“Os médicos disseram aos meus familiares que se não conseguisse um doador, eu poderia não ter resistido”, relembra Leidiane Moretti de Carvalho, que passou por um transplante de fígado no Hospital das Clínicas da Faculdade de Medicina de Ribeirão Preto (HCFMRP) há um mês. Ela é uma das 522 pacientes que passaram pelo procedimento na instituição, que comemora 20 anos da realização do primeiro transplante de fígado.
Tudo começou com estudos e com a criação de uma equipe multiprofissional capacitada e credenciada para receber o primeiro paciente em 1999. “É um procedimento altamente complexo, pois, além da cirurgia, tem o ponto de vista logístico, que para ser bem feito precisa da integração com outros vários serviços do hospital, tudo com rigor de gerenciamento dentro da política das instituições”, conta o professor Orlando de Castro e Silva Junior, da FMRP.
Após realizar aperfeiçoamentos em instituições do País e do exterior, a equipe multiprofissional composta de 40 profissionais da Unidade de Transplante de Fígado da instituição estava pronta para o primeiro procedimento, no dia 1º de maio de 2001, que começou às 18 horas, com a cirurgia do doador. O marco é histórico e consagrou a região como referência no tratamento de hepatopatias.
A realização era tão importante para o HCFMRP que até a quebra do ar-condicionado do centro cirúrgico foi resolvida na madrugada, pois o procedimento começou às 2 horas da manhã no dia seguinte à cirurgia do doador. “Eu nunca vi algo desse tipo acontecer em 40 anos de docência. Com o esforço de toda a equipe, o transplante correu como planejado e o paciente de 48 anos teve uma ótima recuperação”, completa o professor.

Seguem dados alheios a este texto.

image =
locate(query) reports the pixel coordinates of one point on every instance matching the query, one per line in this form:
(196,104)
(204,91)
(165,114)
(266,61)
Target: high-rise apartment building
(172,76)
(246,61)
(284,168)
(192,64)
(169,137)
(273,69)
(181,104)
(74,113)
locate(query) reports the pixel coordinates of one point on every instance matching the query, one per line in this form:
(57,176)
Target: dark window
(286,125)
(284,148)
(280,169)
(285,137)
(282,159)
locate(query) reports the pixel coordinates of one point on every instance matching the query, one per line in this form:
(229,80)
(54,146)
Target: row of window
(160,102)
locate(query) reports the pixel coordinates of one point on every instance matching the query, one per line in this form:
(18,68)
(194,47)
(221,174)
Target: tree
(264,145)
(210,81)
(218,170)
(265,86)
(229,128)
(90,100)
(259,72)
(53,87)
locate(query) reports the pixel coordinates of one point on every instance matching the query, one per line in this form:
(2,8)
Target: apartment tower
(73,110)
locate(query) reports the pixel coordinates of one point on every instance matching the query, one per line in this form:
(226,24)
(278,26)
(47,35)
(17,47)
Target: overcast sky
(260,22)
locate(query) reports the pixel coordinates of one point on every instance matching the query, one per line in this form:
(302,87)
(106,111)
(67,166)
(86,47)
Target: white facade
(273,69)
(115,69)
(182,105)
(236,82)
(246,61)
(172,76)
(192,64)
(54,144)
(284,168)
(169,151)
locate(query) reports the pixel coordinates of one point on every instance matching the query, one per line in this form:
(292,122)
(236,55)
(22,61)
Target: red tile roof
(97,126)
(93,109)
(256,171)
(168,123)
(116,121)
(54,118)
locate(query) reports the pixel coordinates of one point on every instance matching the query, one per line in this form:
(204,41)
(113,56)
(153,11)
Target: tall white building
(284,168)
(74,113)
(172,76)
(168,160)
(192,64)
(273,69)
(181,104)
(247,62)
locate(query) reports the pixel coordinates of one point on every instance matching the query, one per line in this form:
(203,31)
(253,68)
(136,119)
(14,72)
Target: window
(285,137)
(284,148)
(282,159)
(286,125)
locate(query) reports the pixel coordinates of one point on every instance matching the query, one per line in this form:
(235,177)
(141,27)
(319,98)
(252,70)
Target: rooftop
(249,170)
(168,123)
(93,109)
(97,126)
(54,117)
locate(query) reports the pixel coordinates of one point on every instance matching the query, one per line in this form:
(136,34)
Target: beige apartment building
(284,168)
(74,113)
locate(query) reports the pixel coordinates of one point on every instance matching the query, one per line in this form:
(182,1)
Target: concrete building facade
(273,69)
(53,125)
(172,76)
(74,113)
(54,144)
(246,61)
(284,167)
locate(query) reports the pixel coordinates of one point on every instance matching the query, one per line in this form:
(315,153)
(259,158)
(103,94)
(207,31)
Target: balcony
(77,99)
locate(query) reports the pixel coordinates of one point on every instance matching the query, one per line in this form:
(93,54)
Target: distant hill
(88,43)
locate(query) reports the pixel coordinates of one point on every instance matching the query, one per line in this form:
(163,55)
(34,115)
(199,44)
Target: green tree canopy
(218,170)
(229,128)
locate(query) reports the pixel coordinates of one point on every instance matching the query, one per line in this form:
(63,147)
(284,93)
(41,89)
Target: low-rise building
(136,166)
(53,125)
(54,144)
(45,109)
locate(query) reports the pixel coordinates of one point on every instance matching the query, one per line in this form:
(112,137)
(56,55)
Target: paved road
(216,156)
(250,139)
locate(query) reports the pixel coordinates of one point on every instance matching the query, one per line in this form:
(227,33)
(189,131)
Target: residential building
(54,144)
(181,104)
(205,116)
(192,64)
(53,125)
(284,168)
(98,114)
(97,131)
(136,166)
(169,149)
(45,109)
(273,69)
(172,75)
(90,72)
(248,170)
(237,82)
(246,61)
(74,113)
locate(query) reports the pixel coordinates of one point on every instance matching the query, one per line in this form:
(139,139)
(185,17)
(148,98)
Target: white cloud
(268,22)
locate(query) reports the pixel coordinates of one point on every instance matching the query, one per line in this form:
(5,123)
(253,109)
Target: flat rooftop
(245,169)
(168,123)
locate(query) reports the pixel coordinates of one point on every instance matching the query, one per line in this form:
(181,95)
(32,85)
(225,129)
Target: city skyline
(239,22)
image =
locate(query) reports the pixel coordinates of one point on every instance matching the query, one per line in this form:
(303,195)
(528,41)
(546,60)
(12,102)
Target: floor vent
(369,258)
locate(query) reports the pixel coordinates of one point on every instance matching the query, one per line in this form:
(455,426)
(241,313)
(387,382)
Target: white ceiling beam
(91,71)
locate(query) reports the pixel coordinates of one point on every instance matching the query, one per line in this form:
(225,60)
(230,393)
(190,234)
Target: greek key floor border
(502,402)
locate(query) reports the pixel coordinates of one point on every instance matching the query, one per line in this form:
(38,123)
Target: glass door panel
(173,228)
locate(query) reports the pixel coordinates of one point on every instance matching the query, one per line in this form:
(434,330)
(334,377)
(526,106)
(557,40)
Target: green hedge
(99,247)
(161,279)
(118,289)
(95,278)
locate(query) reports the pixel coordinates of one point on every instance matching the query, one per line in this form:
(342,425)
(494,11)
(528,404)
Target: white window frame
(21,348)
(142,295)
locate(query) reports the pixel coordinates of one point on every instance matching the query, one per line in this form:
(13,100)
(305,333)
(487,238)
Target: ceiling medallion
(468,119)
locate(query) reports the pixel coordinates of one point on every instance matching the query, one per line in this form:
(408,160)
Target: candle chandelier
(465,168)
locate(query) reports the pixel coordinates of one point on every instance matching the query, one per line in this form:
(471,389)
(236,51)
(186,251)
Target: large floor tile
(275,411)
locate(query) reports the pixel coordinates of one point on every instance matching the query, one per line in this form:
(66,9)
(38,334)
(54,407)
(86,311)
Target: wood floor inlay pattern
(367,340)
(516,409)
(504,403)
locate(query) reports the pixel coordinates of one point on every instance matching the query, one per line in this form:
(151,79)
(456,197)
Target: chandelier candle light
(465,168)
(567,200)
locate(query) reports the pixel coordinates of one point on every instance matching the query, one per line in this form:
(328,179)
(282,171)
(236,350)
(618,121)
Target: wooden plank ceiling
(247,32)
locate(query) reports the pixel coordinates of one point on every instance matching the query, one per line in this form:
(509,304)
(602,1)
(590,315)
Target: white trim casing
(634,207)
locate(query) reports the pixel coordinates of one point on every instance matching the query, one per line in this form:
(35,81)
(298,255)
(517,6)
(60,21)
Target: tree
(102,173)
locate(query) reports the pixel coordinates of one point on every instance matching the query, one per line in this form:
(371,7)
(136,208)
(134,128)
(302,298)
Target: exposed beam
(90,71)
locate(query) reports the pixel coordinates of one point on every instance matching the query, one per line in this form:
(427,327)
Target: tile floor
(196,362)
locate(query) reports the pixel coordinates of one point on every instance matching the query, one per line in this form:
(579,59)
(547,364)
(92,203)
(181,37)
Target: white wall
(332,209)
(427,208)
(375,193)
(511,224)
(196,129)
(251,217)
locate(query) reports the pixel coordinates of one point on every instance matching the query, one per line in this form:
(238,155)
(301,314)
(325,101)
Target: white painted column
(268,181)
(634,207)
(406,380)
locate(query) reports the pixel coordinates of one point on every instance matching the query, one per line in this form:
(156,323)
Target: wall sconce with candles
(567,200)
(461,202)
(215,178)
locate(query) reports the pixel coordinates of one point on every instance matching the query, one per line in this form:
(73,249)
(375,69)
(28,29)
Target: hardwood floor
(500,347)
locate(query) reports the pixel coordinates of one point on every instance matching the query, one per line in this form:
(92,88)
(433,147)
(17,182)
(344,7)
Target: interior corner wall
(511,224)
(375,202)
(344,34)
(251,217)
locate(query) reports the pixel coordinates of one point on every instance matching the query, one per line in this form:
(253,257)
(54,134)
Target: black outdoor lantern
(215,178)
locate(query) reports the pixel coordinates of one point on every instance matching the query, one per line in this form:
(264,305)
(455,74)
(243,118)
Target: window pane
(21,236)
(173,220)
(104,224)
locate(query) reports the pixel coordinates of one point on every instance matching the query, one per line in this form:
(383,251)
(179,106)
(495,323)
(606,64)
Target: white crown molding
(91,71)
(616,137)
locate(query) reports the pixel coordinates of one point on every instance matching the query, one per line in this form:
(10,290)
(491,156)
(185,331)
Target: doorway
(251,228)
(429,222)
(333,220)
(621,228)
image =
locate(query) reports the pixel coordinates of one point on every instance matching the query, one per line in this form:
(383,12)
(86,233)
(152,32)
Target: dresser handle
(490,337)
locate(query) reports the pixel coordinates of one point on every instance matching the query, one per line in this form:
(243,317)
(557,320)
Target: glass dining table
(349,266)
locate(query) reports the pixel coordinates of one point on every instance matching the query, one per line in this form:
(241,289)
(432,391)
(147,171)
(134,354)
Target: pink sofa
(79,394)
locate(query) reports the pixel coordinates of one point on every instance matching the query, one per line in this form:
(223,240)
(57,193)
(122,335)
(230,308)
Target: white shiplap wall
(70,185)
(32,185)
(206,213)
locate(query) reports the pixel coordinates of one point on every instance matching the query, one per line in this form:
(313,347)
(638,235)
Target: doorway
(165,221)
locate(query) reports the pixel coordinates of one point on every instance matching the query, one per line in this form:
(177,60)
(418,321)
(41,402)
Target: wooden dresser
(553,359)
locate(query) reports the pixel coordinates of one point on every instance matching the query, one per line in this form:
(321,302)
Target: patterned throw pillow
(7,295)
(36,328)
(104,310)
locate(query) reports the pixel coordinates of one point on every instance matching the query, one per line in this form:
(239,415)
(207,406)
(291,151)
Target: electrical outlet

Mudanças clínicas, cirúrgicas e estruturais na realização do transplante de fígado marcaram essas duas décadas, como aumento do número de profissionais e o tempo do procedimento, que era entre 10 e 12 horas e foi reduzido para aproximadamente sete horas. “As mudanças, tanto clínicas como cirúrgicas, foram frutos da experiência adquirida e da experiência de outras equipes observadas através de visitas, discussões e trocas de ideias com outros centros transplantadores”, conta o professor Ajith Kumar Sankarankutty, da FMRP.
Recusa familiar
O transplante de fígado, que é feito na maioria dos casos graças a um doador falecido, pode ser necessário para pacientes em situação de dano causado por cirrose hepática, em decorrência das hepatites B e C e consumo excessivo de álcool, e hepatite medicamentosa.
Apesar do aumento da conscientização sobre os transplantes ter gerado crescimento no número de doadores efetivos, dados do Registro Brasileiro de Transplantes (RBT) apontam que a recusa familiar ainda é de mais de 40%. Para os professores Silva Junior e Sankarankutty, é importante que a população comunique a família sobre o desejo de ser doador, para que a decisão se torne mais fácil no momento de luto.
Com a pandemia de covid-19, transplantes que não têm tratamento substitutivo, como coração e fígado, continuaram com ajustes de protocolo de segurança. “A pandemia causou uma redução importante nas doações e, consequentemente, nos transplantes, afetando o procedimento em todos os órgãos. Se compararmos com o primeiro trimestre de 2019, a redução de transplantes foi de 33% no País inteiro”, finaliza o professor Sankarankutty.